The Power of Graph Technology for Marketing Medicine

The Power of Graph Technology for Marketing Medicine

Originally featured on The New Stack

An oft-quoted study by the Tufts Center for the Study of Drug Development estimates the cost of developing a new drug, from R&D to approval, is about $2.6 billion.

Influencer marketing is often thought of in a consumer context, such as Netflix extensively using social media platforms to attract millennials. However, similar marketing strategies can influence a decision to, say, switch to a new cholesterol or blood pressure management drug because your trusted cardiologist recommended it over the current one due to higher efficacy.

The main challenge is identifying these hubs of influence, understanding the community attached to each hub and prioritizing the marketing activities to effectively launch the new product or service through the hubs.

Finding hubs of influence on Instagram, YouTube, Twitter, Facebook etc. are well understood, and there are many tools that can identify the hubs, characterize the communities or audience attached to each hub, and rate the relative value of each community for consumer product marketing.

For more complex products such as new pharmaceutical drugs, medical equipment or healthcare treatments, identifying hubs of influencers among physicians and other healthcare providers requires deep analysis of patient claims data to uncover the referral relationships.

Traditional analytics solutions built on relational databases require expensive joins among large tables containing prescriber, claims and patient data. It can take hours, sometimes days, to complete the database joins. This makes traditional analytics solutions unsuitable for this type of analysis.

Graph technology makes uncovering referral relationships much easier, as the patient, prescriber and claims data is pre-connected in the graph database.

Helping Amgen Map the Patient Journey

Biopharmaceutical company Amgen, for example, wanted to understand relationships among patients and prescribers to increase the sales of a pharmaceutical drug. This requires combing through terabytes of records to identify referral relationships among prescribers by correlating medical and pharmacy claims over time and detecting communities of prescribers based on claims analysis.

Amgen quickly ran into problems scaling with its original graph database. Loading the data took too much time and, once it was loaded, calculations were very slow or didn’t complete at all.

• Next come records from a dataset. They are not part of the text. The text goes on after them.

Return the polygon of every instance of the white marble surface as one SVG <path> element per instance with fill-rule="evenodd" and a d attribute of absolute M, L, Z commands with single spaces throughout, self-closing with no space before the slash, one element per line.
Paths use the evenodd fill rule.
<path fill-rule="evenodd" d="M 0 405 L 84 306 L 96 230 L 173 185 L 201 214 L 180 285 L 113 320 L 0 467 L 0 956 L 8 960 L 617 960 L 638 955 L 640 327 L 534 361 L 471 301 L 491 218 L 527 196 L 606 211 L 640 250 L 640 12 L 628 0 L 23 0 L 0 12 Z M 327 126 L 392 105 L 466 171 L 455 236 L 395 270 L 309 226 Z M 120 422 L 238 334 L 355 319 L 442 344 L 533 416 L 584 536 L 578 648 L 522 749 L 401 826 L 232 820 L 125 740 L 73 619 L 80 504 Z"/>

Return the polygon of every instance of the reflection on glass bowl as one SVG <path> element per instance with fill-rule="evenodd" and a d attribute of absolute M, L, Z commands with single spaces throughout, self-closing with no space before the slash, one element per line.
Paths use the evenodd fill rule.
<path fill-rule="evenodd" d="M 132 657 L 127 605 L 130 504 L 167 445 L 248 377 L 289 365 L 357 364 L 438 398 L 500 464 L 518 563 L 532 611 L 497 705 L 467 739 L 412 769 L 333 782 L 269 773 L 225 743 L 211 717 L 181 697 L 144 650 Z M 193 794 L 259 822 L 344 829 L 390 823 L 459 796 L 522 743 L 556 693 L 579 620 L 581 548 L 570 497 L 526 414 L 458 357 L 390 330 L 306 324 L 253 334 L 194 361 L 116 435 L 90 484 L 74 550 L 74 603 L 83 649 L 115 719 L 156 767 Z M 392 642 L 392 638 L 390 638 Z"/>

With the latest graph technology, the company can scale its analysis of these relationships and derive new, hidden insights.

Uncover Inferred Relationships among a Group with Graph Database

Consider another example: A general practitioner sees a patient for shortness of breath symptom resulting in an insurance claim. The same patient sees a cardiac specialist the next week for cardiac catheterization or angiography and again a week later for an angioplasty operation.

Graph technology visually shows all of these claims connected with the patient and the prescribers so that data analysts can understand the relationship intuitively. It also links them based on a time window to deduce referral relationship.

In this example, the claims occurring within three weeks are considered for establishing a referral relationship. It takes four hops or steps for traversing from the referring physician to the referred specialist via relevant claims.

A referral edge or relationship is established between the two doctors and the relationship edge carries important information such as the number of patients referred, healthcare condition groups related to the referred patients.

The prescription claim data can be added in, to provide specific drugs for cardiac care that are frequently prescribed by both physicians. Armed with these insights, pharmaceutical companies producing cardiac care medication and the medical equipment manufacturers producing stents and other products for cardiac surgery can market those products to the doctors and their networks.

Identifying Hubs of Influence and Community around Them with a Graph Database

After establishing the referral relationships among influencers or trusted product or service providers (such as prescribers or doctors in case of pharmaceutical and healthcare industry), the next step involves identifying the most influential hubs driving most activity such as healthcare claims for a specific condition such as cardiac care or diabetes management.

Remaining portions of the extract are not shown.